Electromagnetic emission from plasma with counter-streaming electron beams in the regime of oblique instability dominance

TL;DR

This paper investigates electromagnetic emission from counter-streaming electron beams in plasma, demonstrating high efficiency radiation generation near the second harmonic of plasma frequency through oblique instability dominance, using simulations and linear theory.

Contribution

It introduces a new understanding of efficient electromagnetic emission in plasma with counter-streaming beams driven by oblique instability, supported by simulations and theoretical analysis.

Findings

High beam-to-radiation conversion efficiency achieved

Radiation generated near the second harmonic of plasma frequency

Efficiency and spectrum independent of beam thickness

Abstract

The problem of electromagnetic emission generation in plasma with electron beams is relevant both for practical applications and for interpretation of radio emission processes in astrophysical systems. In this work, we consider the case of counter-propagating electron beams injection into plasma. Such systems may occur in cosmic plasma in the case of closely spaced particle acceleration regions, and they can also be implemented in laboratory facilities. Using particle-in-cell numerical simulations, we have shown that high beam-to-radiation conversion efficiency can be achieved in the case when beams excite small scale oblique plasma oscillations.

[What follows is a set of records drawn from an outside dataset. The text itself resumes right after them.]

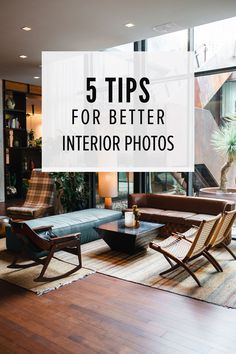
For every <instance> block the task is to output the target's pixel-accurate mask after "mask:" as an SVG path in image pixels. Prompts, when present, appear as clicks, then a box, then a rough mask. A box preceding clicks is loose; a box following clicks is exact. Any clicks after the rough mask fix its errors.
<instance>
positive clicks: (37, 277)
mask: <svg viewBox="0 0 236 354" xmlns="http://www.w3.org/2000/svg"><path fill="white" fill-rule="evenodd" d="M76 248H77V253H78V259H79V264H78V265H77V266H76V267H74V268H73V269H71V270H69V271H68V272H66V273H64V274H62V275H58V276H55V277H50V278H47V277H45V276H44V274H45V272H46V270H47V267H48V265H49V263H50V261H51V259H52V257H53V255H54V252H55V250H54V248H52V249H51V251H50V252H49V255H48V256H47V258H46V261H45V264H44V266H43V269H42V270H41V273H40V274H39V276H38V277H37V278H35V279H34V281H37V282H42V281H52V280H58V279H61V278H65V277H67V276H69V275H71V274H73V273H75V272H77V270H79V269H80V268H81V267H82V260H81V249H80V244H79V245H77V246H76Z"/></svg>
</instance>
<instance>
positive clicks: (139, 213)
mask: <svg viewBox="0 0 236 354" xmlns="http://www.w3.org/2000/svg"><path fill="white" fill-rule="evenodd" d="M132 210H133V214H134V218H135V221H138V220H139V218H140V215H141V213H140V211H139V208H138V206H137V205H132Z"/></svg>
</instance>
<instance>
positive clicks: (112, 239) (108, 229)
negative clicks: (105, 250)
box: [95, 219, 164, 254]
mask: <svg viewBox="0 0 236 354" xmlns="http://www.w3.org/2000/svg"><path fill="white" fill-rule="evenodd" d="M163 226H164V224H156V223H151V222H146V221H140V226H139V227H138V228H134V227H125V220H124V219H120V220H116V221H112V222H109V223H106V224H102V225H99V226H98V227H95V230H96V231H97V233H98V234H99V236H100V237H101V238H103V240H104V241H105V242H106V243H107V244H108V246H109V247H110V248H111V249H112V250H116V251H121V252H125V253H129V254H132V253H134V252H135V251H136V250H139V249H143V248H147V247H148V245H149V242H151V241H153V240H154V239H155V237H156V236H157V235H158V231H159V229H160V228H161V227H163Z"/></svg>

In this case, the radiation is generated in the vicinity of the second harmonic of the plasma frequency. For such waves the surrounding plasma is transparent. It has been found that the efficiency and spectrum of the radiation are not dependent on the thickness of the beams. It has been also shown that parameters of the system necessary for efficient radiation generation by the discussed mechanism can be found using the exact linear theory of beam-plasma instability.